Photo: Jennifer Causey

After a full day of fasting, you need something delicious to serve to the crowd of hungry friends and family or to bring to your host's table. 

Arielle Weg
September 28, 2017

Yom Kippur marks the holiest day on the Jewish calendar, and is the end of a 10-day period of repentance, starting with the Jewish New Year. The main focus of the holiday is to step away from the norm, and focus completely on prayer. To do this, Jews will traditionally avoid comfortable habits such as wearing leather, bathing, and eating or drinking from sundown to sunset during the holiday. 

It's almost humorous that the one holiday Jewish people are instructed to abstain from eating or drinking anything is arguably the most food obsessed. Everyone spends weeks talking about what they'll make for the meal after the fast or what friends they plan to feast with. But preparing for the end of fast meal is actually pretty complicated.

You'll often find bagels, lox, and cream cheese on the menu for a break-fast meal. Not because there is any real connection between a bagel and the fast day, but simply because it's a super easy, high-carbohydrate meal to throw together (and it's delicious).
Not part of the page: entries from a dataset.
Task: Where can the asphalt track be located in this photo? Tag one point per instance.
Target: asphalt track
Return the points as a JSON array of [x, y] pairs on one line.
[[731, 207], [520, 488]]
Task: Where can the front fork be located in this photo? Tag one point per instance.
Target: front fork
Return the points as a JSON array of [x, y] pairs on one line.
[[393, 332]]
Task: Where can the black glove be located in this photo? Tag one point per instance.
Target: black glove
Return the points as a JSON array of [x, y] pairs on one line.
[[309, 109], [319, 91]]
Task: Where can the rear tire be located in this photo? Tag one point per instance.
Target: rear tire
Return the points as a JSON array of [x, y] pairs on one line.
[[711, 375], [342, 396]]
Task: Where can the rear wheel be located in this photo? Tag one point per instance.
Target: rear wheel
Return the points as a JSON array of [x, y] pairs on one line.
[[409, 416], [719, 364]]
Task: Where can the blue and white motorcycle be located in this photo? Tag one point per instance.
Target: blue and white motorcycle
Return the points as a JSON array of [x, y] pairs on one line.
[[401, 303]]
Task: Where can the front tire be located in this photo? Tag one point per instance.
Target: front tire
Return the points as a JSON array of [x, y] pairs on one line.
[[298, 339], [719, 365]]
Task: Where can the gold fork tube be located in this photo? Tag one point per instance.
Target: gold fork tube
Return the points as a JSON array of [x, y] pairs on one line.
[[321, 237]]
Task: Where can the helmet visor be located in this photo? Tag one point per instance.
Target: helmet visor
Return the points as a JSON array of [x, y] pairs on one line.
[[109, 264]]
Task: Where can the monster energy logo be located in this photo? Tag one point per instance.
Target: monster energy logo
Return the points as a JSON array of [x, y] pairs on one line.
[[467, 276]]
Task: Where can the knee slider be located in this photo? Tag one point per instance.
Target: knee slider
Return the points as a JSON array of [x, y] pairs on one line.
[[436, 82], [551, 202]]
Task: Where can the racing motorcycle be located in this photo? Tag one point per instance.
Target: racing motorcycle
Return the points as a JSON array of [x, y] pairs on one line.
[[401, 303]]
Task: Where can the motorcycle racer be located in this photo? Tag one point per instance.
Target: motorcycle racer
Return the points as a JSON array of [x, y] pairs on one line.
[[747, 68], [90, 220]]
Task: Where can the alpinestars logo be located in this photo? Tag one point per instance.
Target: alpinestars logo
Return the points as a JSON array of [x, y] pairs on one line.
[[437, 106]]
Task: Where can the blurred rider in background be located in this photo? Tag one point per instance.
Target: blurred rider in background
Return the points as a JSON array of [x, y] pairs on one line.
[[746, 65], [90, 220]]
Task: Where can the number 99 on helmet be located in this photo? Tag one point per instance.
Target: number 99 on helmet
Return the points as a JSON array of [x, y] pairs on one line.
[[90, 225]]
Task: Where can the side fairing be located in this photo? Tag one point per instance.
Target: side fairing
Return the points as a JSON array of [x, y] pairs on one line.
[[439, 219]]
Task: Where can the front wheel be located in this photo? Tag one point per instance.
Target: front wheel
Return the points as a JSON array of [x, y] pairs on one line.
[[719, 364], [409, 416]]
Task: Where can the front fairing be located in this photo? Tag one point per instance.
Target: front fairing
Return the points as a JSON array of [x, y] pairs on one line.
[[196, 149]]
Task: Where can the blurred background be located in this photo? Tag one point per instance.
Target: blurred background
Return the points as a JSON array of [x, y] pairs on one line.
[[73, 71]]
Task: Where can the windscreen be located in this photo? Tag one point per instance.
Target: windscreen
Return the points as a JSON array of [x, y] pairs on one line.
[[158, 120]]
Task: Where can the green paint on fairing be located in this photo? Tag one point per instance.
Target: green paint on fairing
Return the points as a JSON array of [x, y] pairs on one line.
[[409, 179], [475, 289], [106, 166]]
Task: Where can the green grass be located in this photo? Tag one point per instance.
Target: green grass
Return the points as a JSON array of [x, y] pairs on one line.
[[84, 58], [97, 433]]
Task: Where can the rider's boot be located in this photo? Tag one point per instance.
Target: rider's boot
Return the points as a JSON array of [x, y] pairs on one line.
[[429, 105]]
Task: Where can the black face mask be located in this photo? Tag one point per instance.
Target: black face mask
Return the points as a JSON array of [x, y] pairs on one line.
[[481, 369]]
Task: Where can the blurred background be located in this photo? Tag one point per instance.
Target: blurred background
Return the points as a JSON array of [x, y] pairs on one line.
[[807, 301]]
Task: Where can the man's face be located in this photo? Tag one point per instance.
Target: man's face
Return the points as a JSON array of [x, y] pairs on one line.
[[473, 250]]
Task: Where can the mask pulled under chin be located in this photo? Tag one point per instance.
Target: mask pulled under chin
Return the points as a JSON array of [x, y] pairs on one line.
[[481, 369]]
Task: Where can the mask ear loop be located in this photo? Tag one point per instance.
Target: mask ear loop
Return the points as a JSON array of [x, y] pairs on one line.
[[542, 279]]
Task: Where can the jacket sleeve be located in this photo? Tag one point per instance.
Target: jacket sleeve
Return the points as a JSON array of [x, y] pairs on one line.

Because of this, Jews who follow specific dietary laws cannot serve meat and dairy together, so the break-fast meal tends to be meat-free. The ultimate trick for prepping your break-fast feast is to plan non-meat foods that can be made at least a day in advance and can be served cold or warmed up in a snap. 
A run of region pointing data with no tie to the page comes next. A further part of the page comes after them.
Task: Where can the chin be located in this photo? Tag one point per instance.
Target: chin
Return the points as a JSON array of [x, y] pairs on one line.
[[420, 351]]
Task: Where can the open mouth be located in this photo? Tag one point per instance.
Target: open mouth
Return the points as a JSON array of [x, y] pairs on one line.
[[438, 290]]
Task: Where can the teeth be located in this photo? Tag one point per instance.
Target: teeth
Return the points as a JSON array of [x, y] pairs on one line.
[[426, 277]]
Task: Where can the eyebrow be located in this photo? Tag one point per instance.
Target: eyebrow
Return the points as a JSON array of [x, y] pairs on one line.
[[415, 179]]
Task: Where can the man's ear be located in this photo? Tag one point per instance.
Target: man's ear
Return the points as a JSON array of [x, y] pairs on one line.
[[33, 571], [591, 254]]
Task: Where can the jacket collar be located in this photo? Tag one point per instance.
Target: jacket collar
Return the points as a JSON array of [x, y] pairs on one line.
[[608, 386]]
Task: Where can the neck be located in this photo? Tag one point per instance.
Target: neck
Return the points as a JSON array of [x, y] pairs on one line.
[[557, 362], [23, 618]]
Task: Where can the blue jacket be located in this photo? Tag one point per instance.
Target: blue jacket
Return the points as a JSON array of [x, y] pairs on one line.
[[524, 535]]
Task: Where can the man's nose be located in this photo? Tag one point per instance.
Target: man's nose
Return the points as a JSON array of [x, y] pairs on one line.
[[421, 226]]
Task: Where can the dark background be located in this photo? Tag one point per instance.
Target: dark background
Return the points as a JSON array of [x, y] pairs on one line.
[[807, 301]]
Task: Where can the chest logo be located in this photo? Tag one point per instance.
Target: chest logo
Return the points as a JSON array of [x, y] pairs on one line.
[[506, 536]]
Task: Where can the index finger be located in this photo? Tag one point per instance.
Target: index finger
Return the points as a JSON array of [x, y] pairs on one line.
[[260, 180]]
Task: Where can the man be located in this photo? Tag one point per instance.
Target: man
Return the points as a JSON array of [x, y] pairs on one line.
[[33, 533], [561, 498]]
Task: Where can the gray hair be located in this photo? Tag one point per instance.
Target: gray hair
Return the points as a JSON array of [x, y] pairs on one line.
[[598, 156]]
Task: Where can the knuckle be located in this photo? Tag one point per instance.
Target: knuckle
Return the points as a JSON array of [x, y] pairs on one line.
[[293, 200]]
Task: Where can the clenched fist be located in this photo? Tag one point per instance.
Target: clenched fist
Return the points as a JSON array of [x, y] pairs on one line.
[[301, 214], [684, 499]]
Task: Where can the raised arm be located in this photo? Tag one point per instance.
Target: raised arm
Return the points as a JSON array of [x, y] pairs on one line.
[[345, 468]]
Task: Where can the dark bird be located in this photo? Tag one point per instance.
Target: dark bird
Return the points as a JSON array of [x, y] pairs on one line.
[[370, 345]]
Here are our best recipes to end your fast this Yom Kippur. 

Photo: Caitlin Bensel

Greek Chopped Salad with Grilled Pita

This salad comes together in just a few minutes, and is a delicious addition to your break-fast meal. The fresh ingredients help balance out the heavier foods in your spread. 

Photo: Jennifer Causey

Pomegranate, Avocado, and Citrus Brussels Sprouts Salad

Pomegranates have a special place at the dining room table during the high holidays, so it's only fitting to place them in the spotlight of this gorgeous salad. Plus, this dish is so quick, it can be tossed together as guests arrive. 

Photo: Caitlin Bensel

Cauliflower-Couscous Toss

Nutty and herby, this Israeli-style side dish is a sure winner at your table. The couscous gives a hearty, pasta like bite and the cauliflower adds a meatiness you don't expect. 

Photo: Jennifer Causey

Creamy Carrot and Herb Linguine 

Serve this lightened-up pasta dish chilled or quickly warmed up before company comes. The carrots keep the dish feeling full, while the creamy herb sauce adds decadence. 
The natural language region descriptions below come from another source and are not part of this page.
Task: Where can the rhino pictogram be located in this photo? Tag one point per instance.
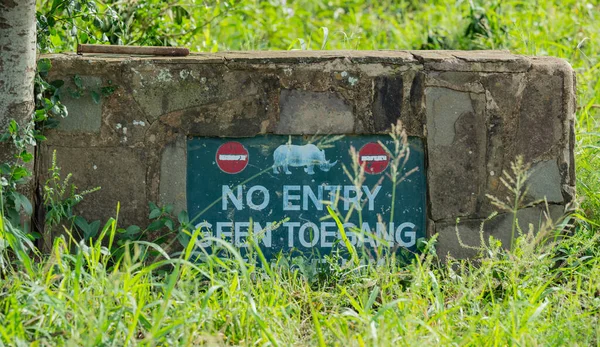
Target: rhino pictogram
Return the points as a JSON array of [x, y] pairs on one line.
[[296, 156]]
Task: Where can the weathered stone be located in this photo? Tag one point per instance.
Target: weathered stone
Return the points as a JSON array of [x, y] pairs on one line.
[[456, 141], [164, 89], [387, 106], [303, 112], [85, 112], [476, 110], [545, 182], [480, 61], [464, 240], [173, 164], [541, 117]]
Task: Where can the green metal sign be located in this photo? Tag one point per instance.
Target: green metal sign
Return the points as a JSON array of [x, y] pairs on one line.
[[283, 185]]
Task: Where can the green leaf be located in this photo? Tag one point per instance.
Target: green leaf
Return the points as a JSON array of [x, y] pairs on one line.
[[183, 217], [131, 231], [44, 65], [78, 82], [26, 156], [22, 201], [156, 225], [169, 224], [57, 83], [95, 97], [13, 127], [155, 213], [40, 115]]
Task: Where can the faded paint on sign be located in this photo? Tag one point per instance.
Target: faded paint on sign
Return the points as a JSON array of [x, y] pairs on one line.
[[286, 184]]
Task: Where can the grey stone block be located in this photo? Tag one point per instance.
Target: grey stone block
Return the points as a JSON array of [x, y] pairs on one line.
[[304, 112], [456, 142], [545, 182], [173, 175]]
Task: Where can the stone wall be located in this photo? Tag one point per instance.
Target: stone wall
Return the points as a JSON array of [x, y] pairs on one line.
[[476, 111]]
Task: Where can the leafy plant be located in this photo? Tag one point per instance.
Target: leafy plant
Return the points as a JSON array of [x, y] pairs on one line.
[[60, 196]]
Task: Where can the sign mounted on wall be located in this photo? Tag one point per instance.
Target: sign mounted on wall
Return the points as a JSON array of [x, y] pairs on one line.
[[283, 184]]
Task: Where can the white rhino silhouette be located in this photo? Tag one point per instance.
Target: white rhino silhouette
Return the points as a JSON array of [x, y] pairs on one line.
[[296, 156]]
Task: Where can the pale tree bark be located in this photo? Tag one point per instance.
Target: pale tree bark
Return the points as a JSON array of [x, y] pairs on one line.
[[17, 73], [17, 60]]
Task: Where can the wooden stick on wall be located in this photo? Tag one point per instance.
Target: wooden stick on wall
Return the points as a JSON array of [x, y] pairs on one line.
[[133, 50]]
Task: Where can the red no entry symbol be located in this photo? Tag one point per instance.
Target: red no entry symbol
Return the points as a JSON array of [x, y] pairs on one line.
[[232, 157], [374, 158]]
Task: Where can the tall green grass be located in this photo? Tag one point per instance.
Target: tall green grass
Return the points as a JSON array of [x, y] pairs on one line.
[[543, 293]]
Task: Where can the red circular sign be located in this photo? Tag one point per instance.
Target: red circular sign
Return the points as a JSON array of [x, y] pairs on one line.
[[374, 158], [232, 157]]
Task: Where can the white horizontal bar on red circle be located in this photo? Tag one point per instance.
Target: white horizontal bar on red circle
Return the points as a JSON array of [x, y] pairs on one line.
[[233, 157], [374, 158]]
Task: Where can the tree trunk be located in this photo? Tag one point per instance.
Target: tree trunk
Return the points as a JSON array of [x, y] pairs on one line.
[[17, 73], [17, 60]]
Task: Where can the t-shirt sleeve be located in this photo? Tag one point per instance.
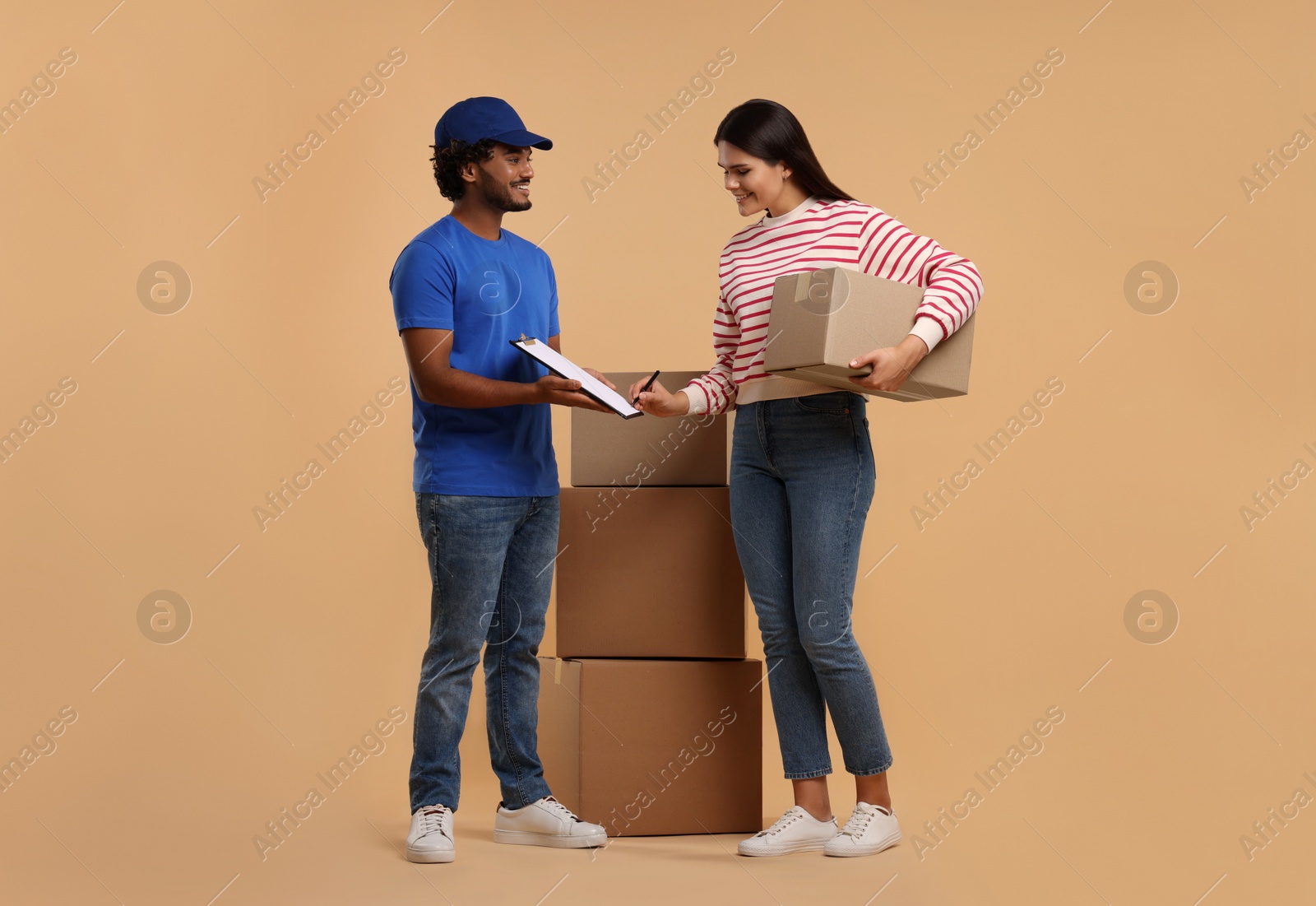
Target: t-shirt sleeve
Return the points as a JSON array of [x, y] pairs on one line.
[[423, 286], [554, 328]]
Spinach and Feta Quiche with Sweet Potato Crust 

Quiche tends to make an appearance at break-fast meals, but they can pack on grease and calories faster than you would expect. This healthier take uses sweet potatoes to form a crust, so you can still indulge in the cheesy, eggy goodness. 

Photo: Jennifer Causey

Creamy Tuna Noodle Casserole with Peas and Breadcrumbs

Everyone loves a classic tuna noodle casserole, and this version is almost too good to be true. Simply prep the casserole, and when guests arrive top with cheese and breadcrumbs and bake before serving serving. 

Sara Tane

Double Berry Cream Cheese French Toast Casserole

The perfect side dish for a breakfast-forward bagel and cream cheese dinner is a slice of French toast casserole. Bonus points if you use whole wheat challah bread. 

Photo: Greg DuPree

Buttermilk Dill Sauce

Serve this herby sauce with a plate full of crudités for guests to snack on as you reheat the main meal, or use to top a quick baked or poached salmon platter. 

Photo: Becky Luigart-Stayner

Baked Vegetable Lasagna 

There's nothing quite like a cheesy and veggie-packed lasagna, and this one adds layers of tofu for an extra protein punch. You can keep the lasagna in the fridge until you're ready to warm and serve. 

Have a happy and sweet New Year, everyone!